His manners caught me off guard. Normally, men like the ones he was with either ignored me, made a pass at me, or snapped their fingers so I would move faster. They did not stand up and offer their names like they were crashing a party and I was the hostess. And thank goodness they didn’t—on an average holiday-weekend night, I had over a hundred customers. How could I possibly remember them all?
“Rosie Small,” I said. “Pleasure.” I had already forgotten his last name, but I did retain his first name, Russell, and Iowa City, because the place sounded so…American, or what I always thought of as American. Iowa City evoked cows in pastures, silos, corner drugstores where kids bought malted milkshakes, church socials, marching bands, and grown men wearing overalls. “Enjoy your drinks. Let me know if you’re interested in ordering food. The conch fritters are very good.”
“Conch fritters, then,” Russell from Iowa City said. “I’m not sure what they are but if you say they’re good, I’m up for trying them. In fact, bring two orders. That okay with you guys?”
The other two gentlemen were poring over a sheaf of papers printed with columns of figures. James Bond looked up. “Yeah, yeah, Russ, get whatever you want. Bring some sushi too, you pick. Enough for three, please.” James Bond handed me his AmEx Centurion Card and said, “Start us a tab, doll.”
I wanted to tell James Bond that I was not a doll, I was a person, but I figured I’d get back at him by ordering the most expensive sushi on the menu—sashimi, tuna tataki, hamachi, unagi. I could see poor Russell looking very uncomfortable, like he wanted to stick up for me but didn’t know how. He was, quite clearly, low man on the totem pole of this particular triumvirate as he had neither the flashy watch nor the movie-star good looks (nor the Centurion Card). He might have been the brother-in-law of one or the other, a sister’s husband whom they had brought along to the Caribbean as a favor or because they lost a bet.
He didn’t know what conch fritters were!
I went to the register to put in an order for the fritters and two hundred dollars’ worth of sushi—I could have doubled that; James Bond wasn’t the kind of man to complain about his bill or even check it—and studied the name on the Centurion Card.
Todd Croft. It was a solid, whitewashed name, symmetrical and masculine, like the real name of a secret superhero—Clark Kent, Peter Parker. I wondered if it was made up. I didn’t care as long as the card worked, which it did.

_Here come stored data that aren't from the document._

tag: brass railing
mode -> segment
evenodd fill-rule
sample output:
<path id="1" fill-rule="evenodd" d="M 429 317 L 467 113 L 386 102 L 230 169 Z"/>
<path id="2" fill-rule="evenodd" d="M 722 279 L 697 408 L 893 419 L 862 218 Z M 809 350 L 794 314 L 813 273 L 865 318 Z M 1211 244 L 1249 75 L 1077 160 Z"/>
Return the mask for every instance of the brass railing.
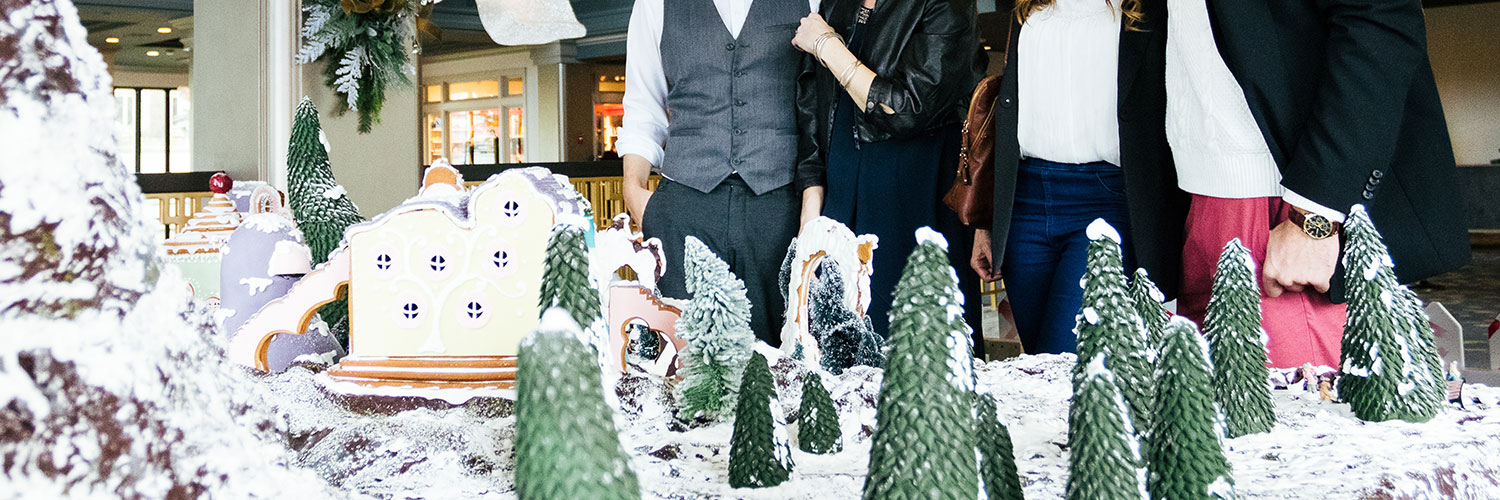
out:
<path id="1" fill-rule="evenodd" d="M 182 225 L 186 224 L 188 219 L 193 218 L 193 214 L 202 210 L 203 204 L 207 203 L 213 196 L 214 194 L 209 191 L 146 193 L 146 204 L 148 206 L 155 205 L 156 220 L 161 222 L 162 228 L 165 231 L 164 236 L 170 238 L 173 234 L 177 234 L 179 229 L 182 229 Z"/>

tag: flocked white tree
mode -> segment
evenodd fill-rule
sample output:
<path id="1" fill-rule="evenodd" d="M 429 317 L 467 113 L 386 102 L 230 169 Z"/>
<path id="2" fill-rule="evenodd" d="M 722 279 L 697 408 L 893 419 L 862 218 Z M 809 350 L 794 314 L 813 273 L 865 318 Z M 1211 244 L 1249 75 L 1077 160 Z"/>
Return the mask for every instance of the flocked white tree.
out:
<path id="1" fill-rule="evenodd" d="M 683 270 L 693 300 L 677 321 L 677 335 L 688 343 L 678 354 L 678 417 L 719 418 L 734 409 L 740 376 L 755 342 L 750 299 L 729 264 L 692 236 L 684 246 Z"/>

I kept tabs on Oscar out of my peripheral vision. He ordered a bottle of Dom Pérignon, which Tessie made a big production of carrying out in front of her, label displayed, like she was one of those chicks on a game show giving away the grand prize. The pop of the cork cut through all the chatter and the restaurant quieted so that I could clearly hear Harry Belafonte singing, “Yes, we have no bananas.” People whispered and sneaked glances at Oscar and I yearned to tell them to stop. Couldn’t they see that was what he was after?
I then watched the Big Deal Family’s daughter, Lucinda Caruso, who has made sure to tell me every year for the past three years that she “recently graduated from Harvard” (which I take to mean that she has yet to find a job, a theory reinforced by the fact that she signed every charge to her father’s room), approach Oscar’s table and proceed to take the fourth seat. Lucinda was wearing a very short, sequined cocktail dress that would have been better at an event where she remained standing. I overheard her say, “Are you guys rap stars?” I rolled my eyes, not only because Lucinda was feeding the beast but also because she probably couldn’t imagine a black man having the money to order Dom unless he was a rap star or a professional athlete. I could have shut her up by telling her the truth. He sells drugs, Lucinda! But it was none of my business.